今回の一面は、やはり村内館野の人で大谷一之進が明治二十八年に奉納したもので、
算額としては非常に新しいものである。すでに明治初年から洋式数学が行われるようになり、
昔からの和算は次第に廃される時期だったから、恐らく境町の和算家として一之進が最後の人だったかも知れない。 大谷一之進方明、元祖関流十八代相伝と称したが、この算額は一之進の七十七歳の時、子の槌昌芳と孫の鏡司によって掲げられた。
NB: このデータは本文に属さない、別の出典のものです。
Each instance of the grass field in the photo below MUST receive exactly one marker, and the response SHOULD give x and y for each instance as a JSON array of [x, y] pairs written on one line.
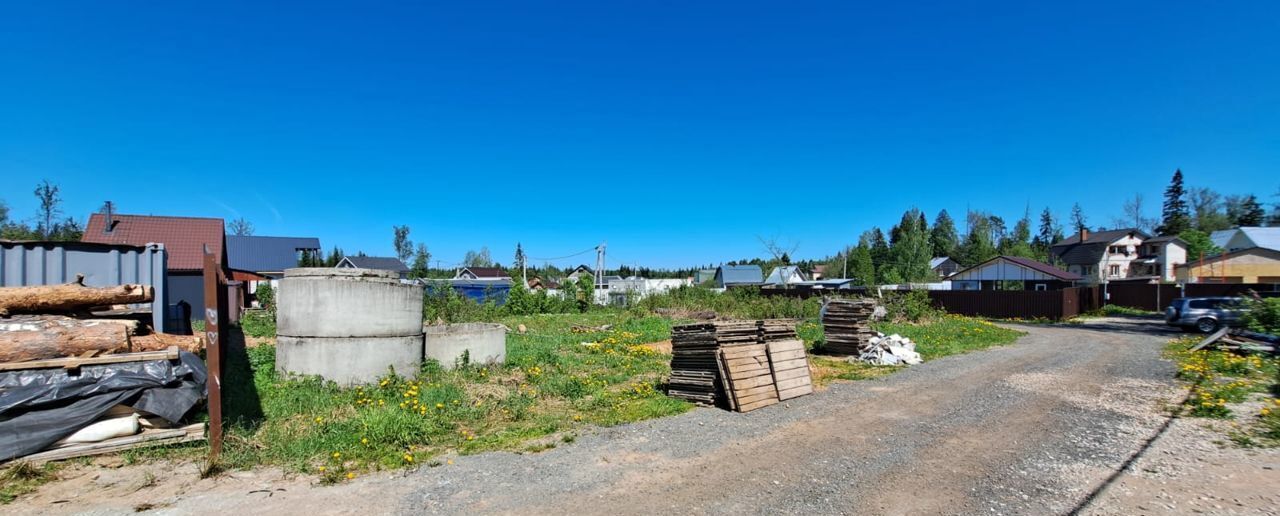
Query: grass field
[[1230, 387], [560, 377]]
すなわち一之進の喜寿の祝としたものであろう。
額面の大きさは横1、7メートル、縦1、5メートルもある立派なもので、客席、後見人、門弟などが二百二十一人の名前が連なっている。
やはり二つの問題と答があげられているが、問題の第一は、「大円六個と小円三個が互に外接している、大円の直径が一寸のとき小円の直径は何寸か」という問題で、問題の図表が掲げて有り、その答と解き方が示される。
これは文化八年大原利明の著わした「算法真竄(サン、かくれる)指南」の中から取り出した問題である。 問題の第二はいわゆる虫喰算と称するもので、大切な証文の紙が虫に喰われて所々に文字が、
解らないので、そのところを補えというもので、「金一両について銀六十匁に両替する、米の相場は金一両で一石三斗買える、この時金百何両かと、銀十三匁八分で
米を□百□十三石七斗□升□合買った、□の所を補え」というものである。
この問題は額面に「精要算法」から取ったと示してある。精要算法は天明元年に関流の藤田真資が著わした算額書で、この中に一之進の算額にあげた虫喰算がある。
いずれも簡単な問題ばかりであるが、現代の人には残念ながらその文字自体を読み下す事が出来ないのが現実ある。